「今年ももうあと二か月だね」

 炊事をしながら額にかかった髪を撫でた母親が、そのようなことを言い出す季節まで進んでも、彼女は学校に戻ってくる気配はなかった。
 彼女がいないまま、いたときと変わらず機械のようにまったく同じように日常をこなしていく周りの人間たちを見ていると、僕は疎外感やどこか裏寒いものに囚われていきそうになる。
 
 周りがおかしいのだろうか。
 あるいは、この僕が狂っているというのだろうか。

 そんなことを深く考え込む日もだいぶ増えた。
 たとえば、あす未が再び僕の前に現れる未来だとか、今そこにないもの、目に見えないものを信じようとするのは、神や仏を敬う人たちに垣間みえる無力さと現実との遊離に相通じているような気がした。

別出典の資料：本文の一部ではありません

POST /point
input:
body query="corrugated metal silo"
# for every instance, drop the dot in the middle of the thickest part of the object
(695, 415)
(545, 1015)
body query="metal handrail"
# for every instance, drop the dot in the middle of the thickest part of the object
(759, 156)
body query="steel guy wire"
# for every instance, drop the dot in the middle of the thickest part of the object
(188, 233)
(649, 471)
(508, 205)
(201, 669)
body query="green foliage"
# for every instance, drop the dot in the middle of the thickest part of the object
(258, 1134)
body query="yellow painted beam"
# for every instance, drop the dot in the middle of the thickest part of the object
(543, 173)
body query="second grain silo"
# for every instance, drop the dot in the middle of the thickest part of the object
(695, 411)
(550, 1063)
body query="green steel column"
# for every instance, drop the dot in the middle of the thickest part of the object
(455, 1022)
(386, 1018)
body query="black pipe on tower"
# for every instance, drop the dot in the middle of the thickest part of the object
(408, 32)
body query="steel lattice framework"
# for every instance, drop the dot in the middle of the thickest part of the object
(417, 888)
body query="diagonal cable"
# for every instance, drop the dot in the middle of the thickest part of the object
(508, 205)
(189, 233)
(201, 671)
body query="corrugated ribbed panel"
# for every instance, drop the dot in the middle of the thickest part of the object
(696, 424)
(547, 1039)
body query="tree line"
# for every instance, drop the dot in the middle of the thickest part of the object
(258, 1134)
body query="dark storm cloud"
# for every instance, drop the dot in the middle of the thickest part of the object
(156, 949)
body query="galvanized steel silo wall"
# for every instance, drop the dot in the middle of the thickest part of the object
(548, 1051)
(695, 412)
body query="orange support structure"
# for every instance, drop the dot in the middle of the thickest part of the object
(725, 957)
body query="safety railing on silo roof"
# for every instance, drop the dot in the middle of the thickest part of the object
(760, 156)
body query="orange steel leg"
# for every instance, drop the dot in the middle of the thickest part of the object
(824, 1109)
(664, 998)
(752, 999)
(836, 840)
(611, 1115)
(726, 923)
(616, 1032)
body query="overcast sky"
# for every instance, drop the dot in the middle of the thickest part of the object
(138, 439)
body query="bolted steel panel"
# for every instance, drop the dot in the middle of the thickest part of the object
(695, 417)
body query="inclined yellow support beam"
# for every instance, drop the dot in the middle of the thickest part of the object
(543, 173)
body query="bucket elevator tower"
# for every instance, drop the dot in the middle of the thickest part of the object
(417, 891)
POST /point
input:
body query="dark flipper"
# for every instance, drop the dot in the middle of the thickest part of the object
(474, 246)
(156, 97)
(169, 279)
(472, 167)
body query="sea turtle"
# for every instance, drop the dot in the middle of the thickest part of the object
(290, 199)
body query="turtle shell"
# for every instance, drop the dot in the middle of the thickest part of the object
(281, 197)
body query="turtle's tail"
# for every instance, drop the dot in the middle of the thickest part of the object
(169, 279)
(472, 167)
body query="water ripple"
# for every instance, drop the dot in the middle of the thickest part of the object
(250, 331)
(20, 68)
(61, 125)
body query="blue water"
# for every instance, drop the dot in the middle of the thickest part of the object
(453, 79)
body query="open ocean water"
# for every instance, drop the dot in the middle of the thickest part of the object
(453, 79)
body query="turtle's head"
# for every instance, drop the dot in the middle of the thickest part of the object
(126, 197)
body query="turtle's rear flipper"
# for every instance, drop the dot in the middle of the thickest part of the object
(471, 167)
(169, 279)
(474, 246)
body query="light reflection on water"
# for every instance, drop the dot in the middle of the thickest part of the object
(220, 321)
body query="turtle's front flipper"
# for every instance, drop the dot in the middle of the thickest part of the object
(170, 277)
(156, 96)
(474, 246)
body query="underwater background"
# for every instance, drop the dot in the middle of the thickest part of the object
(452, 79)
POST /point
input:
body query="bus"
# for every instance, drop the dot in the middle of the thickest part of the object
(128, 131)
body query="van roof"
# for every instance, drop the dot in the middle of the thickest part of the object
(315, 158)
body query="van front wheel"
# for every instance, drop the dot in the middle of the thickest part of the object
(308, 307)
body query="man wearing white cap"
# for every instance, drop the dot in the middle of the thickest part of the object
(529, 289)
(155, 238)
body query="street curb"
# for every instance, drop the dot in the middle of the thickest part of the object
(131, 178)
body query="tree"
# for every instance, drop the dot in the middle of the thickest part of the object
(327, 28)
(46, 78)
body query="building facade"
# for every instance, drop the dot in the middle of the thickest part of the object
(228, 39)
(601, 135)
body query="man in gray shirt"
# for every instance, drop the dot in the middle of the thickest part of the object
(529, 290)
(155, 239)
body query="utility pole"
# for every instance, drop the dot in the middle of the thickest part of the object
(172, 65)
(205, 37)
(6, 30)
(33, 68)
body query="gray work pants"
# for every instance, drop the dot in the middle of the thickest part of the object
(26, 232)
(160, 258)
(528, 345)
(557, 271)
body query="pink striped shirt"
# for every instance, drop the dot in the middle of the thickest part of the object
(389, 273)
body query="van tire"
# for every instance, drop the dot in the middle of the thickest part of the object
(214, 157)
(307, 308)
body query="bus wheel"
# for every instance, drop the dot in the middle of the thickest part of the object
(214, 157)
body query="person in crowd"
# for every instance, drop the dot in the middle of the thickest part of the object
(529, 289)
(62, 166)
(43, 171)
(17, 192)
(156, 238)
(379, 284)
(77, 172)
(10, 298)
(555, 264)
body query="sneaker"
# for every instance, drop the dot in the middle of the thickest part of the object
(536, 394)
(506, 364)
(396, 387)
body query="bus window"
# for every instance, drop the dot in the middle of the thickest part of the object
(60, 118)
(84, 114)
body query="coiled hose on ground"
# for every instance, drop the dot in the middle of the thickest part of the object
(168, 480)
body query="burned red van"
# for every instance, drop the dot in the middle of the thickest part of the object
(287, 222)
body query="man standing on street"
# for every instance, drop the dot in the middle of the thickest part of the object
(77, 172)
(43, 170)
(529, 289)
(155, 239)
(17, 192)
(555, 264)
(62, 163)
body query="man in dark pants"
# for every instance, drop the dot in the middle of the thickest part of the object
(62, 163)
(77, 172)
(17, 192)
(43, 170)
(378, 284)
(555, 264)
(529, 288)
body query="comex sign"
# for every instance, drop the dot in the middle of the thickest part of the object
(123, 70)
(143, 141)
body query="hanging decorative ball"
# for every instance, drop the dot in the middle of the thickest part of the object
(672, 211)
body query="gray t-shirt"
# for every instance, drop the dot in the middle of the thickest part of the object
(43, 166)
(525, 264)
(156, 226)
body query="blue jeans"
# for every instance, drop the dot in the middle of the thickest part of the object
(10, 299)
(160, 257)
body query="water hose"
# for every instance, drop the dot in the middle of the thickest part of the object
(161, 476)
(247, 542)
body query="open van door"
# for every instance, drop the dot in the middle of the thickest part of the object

 愛も恋も、たしかに僕の胸を貫いているが、たとえ彼女が現れてもそれを受け入れられなければ、夢や幻を見ていたに過ぎなかったことになる。
 そういう実に頼りないものを頼りにせざるを得ない今の僕は、やはり心細いただのひ弱な一匹の生き物に過ぎなかった。

 彼女を本当に失ったときに備えて、僕はどんな予防線が張れるだろうか。
 級友がいかにも訳知り顔で、おそらく受け売りで言っていたことがある。
「女なんて、他にも世の中たくさんいるんだよ。一人の女に振り回されることはないさ」と。
 たしかに理論上、あるいは周りを見れば女性は、男性とほぼ同じだけの数がいる。